The key to SBRT in the spinal cord is to determine the position of the target while the patient is immobilized before the delivery of treatment and to ensure that it is in the same position at the time of the treatment delivery. Therefore, an image-guided system, which may include CT or stereoscopic x-ray systems, is required.
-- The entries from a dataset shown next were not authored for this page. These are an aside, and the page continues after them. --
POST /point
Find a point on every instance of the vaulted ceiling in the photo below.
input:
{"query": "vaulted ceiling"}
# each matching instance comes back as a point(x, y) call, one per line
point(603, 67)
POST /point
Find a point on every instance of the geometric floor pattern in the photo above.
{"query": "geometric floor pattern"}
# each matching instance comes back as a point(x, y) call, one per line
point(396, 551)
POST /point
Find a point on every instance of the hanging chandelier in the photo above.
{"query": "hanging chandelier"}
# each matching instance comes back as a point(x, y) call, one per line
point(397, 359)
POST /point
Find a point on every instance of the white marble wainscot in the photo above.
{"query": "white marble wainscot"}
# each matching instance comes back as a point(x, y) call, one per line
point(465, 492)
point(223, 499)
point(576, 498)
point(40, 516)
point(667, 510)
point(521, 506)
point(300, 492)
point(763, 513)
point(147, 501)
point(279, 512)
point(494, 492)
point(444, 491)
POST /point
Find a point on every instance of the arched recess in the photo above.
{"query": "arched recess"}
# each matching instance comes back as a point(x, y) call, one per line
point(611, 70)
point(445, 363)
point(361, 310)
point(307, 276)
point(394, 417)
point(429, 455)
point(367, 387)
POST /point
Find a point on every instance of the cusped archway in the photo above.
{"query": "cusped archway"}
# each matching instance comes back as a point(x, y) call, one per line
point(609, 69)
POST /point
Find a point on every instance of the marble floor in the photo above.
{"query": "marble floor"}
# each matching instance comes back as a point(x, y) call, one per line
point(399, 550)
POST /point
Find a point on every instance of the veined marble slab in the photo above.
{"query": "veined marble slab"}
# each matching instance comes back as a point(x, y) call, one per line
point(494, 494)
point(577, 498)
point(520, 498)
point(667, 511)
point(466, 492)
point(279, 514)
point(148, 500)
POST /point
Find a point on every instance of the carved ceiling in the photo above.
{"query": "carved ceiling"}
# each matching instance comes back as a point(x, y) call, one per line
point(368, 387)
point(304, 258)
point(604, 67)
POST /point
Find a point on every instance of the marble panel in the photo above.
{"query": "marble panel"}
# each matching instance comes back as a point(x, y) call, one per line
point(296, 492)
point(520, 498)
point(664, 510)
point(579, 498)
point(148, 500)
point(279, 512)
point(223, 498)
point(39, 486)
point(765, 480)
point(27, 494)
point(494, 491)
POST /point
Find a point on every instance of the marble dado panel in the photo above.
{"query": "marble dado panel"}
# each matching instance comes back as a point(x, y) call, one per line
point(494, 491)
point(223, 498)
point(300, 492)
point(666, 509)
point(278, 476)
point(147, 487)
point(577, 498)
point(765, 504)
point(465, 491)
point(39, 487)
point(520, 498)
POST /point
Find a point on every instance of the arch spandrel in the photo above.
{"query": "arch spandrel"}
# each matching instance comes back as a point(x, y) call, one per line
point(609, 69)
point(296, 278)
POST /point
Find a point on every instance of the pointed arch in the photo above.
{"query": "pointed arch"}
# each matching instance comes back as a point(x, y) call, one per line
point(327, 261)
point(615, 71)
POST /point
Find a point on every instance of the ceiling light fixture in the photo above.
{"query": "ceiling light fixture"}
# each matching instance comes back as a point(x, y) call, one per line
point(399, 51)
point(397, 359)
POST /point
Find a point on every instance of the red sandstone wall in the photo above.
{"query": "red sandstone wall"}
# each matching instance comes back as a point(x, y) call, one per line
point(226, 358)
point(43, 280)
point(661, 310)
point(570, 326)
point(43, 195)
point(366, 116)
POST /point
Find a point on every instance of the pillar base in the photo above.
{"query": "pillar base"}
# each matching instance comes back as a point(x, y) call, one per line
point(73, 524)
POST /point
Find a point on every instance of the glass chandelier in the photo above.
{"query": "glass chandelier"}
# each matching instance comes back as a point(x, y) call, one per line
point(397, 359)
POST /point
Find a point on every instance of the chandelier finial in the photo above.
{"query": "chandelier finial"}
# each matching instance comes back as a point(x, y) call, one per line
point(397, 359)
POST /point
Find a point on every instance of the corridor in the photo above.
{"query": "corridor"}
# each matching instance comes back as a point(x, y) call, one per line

The strategy of how to achieve this target, the dosimetry, and the contouring of the spinal cord has been recently reviewed. Ryu, et al. defined the local volume of the spinal cord, for calculation purposes, as 6 mm above and below the upper and lower limits of the white volume and concluded that intramedullary radiosurgery should limit the dose to 10 Gy to a 10% local spinal cord bounded volume [10]. On the other hand, others have proposed that the exposed volume should be limited to no more than 1 cc or an equivalent dose of 8 Gy in the spinal cord.

In the CyberKnife® system, a series of x-rays are used during treatment to detect the movements of the spine by its tracking method (X-Sight® Spine) that allows adjusting of the beam in real time. Another advantage is the high conformality of the dose that is reached in the vicinity of the target, keeping the exposed medullary tissue surrounding the lesion to a minimum.

Conclusions

Spinal SBRT or SRS requires accuracy in both treatment planning and delivery. High-quality magnetic resonance (MR) support is very important in order to accomplish this. CT-MRI fusion improves treatment planning because the CT scan alone is considered suboptimal for the visualization of intramedullary lesions.

Although the available literature concerning the treatment of intramedullary lesions with radiosurgery is still limited, published experience so far presents SBRT as a safe and effective option in the local control of intramedullary lesions. In our experience, the treated patient achieved a complete response without neurological deficits secondary to radiosurgery.

We strongly believe that SBRT or SRS can be used in the treatment of IM without myelopathy and with good control of the pathology. This treatment has become the treatment of choice for the intramedullary metastases in our unit.